In the output from “anova(obj.glmm, obj.glmm.smaller)”, the “Chisq” is the -2*log(L0/L1), where L1 is the maximized likelihood of the model with dff and L0 is the maximized likelihood of the model without the dff. The p-value was obtained using the large-sample likelihood ratio test.

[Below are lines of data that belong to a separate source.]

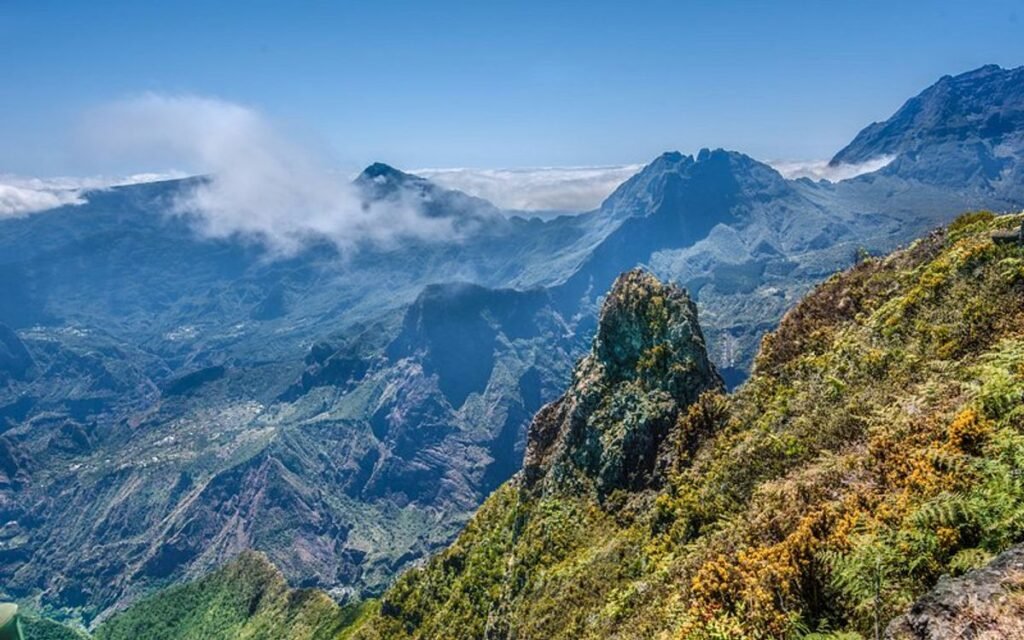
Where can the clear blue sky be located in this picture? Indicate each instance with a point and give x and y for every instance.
(497, 84)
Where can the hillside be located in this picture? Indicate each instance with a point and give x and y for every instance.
(170, 399)
(878, 446)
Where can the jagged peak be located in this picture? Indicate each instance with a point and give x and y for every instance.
(648, 363)
(673, 175)
(983, 103)
(648, 331)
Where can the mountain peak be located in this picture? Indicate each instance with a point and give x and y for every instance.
(647, 364)
(381, 173)
(979, 105)
(674, 182)
(647, 331)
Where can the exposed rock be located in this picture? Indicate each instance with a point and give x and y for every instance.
(15, 361)
(985, 603)
(648, 363)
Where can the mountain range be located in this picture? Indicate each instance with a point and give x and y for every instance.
(168, 400)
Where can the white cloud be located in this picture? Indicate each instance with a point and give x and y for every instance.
(820, 170)
(260, 184)
(22, 196)
(561, 188)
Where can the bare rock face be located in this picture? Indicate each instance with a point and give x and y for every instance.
(983, 604)
(648, 361)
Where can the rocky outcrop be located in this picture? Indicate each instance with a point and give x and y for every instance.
(648, 363)
(983, 603)
(15, 361)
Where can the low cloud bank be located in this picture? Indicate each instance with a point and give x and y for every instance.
(22, 196)
(260, 184)
(558, 188)
(820, 170)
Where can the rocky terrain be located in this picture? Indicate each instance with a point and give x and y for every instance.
(867, 477)
(168, 400)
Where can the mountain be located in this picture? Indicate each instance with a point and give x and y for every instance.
(169, 399)
(867, 475)
(964, 130)
(876, 448)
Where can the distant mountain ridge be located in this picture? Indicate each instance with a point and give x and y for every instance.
(168, 400)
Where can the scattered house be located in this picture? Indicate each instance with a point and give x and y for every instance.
(1010, 236)
(9, 628)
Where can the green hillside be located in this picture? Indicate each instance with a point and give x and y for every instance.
(879, 445)
(246, 599)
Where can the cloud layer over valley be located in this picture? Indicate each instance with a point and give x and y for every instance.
(543, 188)
(260, 184)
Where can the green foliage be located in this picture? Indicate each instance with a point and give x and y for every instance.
(246, 599)
(878, 446)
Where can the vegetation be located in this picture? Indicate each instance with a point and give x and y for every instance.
(879, 445)
(246, 599)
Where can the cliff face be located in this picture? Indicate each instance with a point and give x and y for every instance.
(609, 431)
(878, 446)
(877, 451)
(984, 603)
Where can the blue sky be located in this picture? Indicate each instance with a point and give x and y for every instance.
(493, 84)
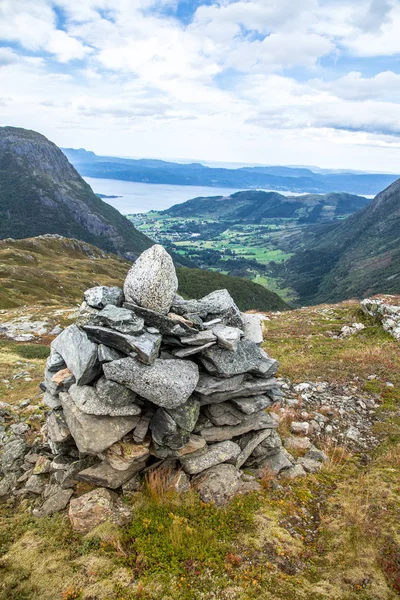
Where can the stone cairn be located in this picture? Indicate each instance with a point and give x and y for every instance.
(145, 378)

In GLMM, the p-value based on large-sample approximations might not be accurate. It is helpful to check whether nonparametric tests lead to similar findings. For example, one can use a parametric bootstrap method. For this example, the p-value from the parametric bootstrap test, which is slightly less significant than the p-values from the Wald or LRT test.

> PBmodcomp(obj.glmm, obj.glmm.smaller)
Bootstrap test; time: 333.45 sec;samples: 1000; extremes: 0;
Requested samples: 1000 Used samples: 999 Extremes: 0
large : lick ~ dff + (1 | mouseID)
small : lick ~ (1 | mouseID)
stat df p.value
LRT 9.9964 1 0.001568 **
PBtest 9.9964 0.001000 ***
---
Signif. codes: 0 ‘***’ 0.001 ‘**’ 0.01 ‘*’ 0.05 ‘.’ 0.1 ‘ ’ 1
There were 16 warnings (use warnings() to see them)

By default, 1000 samples were generated to understand the null distribution of the likelihood ratio statistic. When a p-value is small, 1000 samples might not return an accurate estimation. In this situation, one can increase the number of samples to 10,000 or even more. One way to expedite
computation is by using multiple cores. We encourage the interested readers to read the documentation of this package, which is available at https://cran.rproject.org/web/packages/pbkrtest/pbkrtest.pdf.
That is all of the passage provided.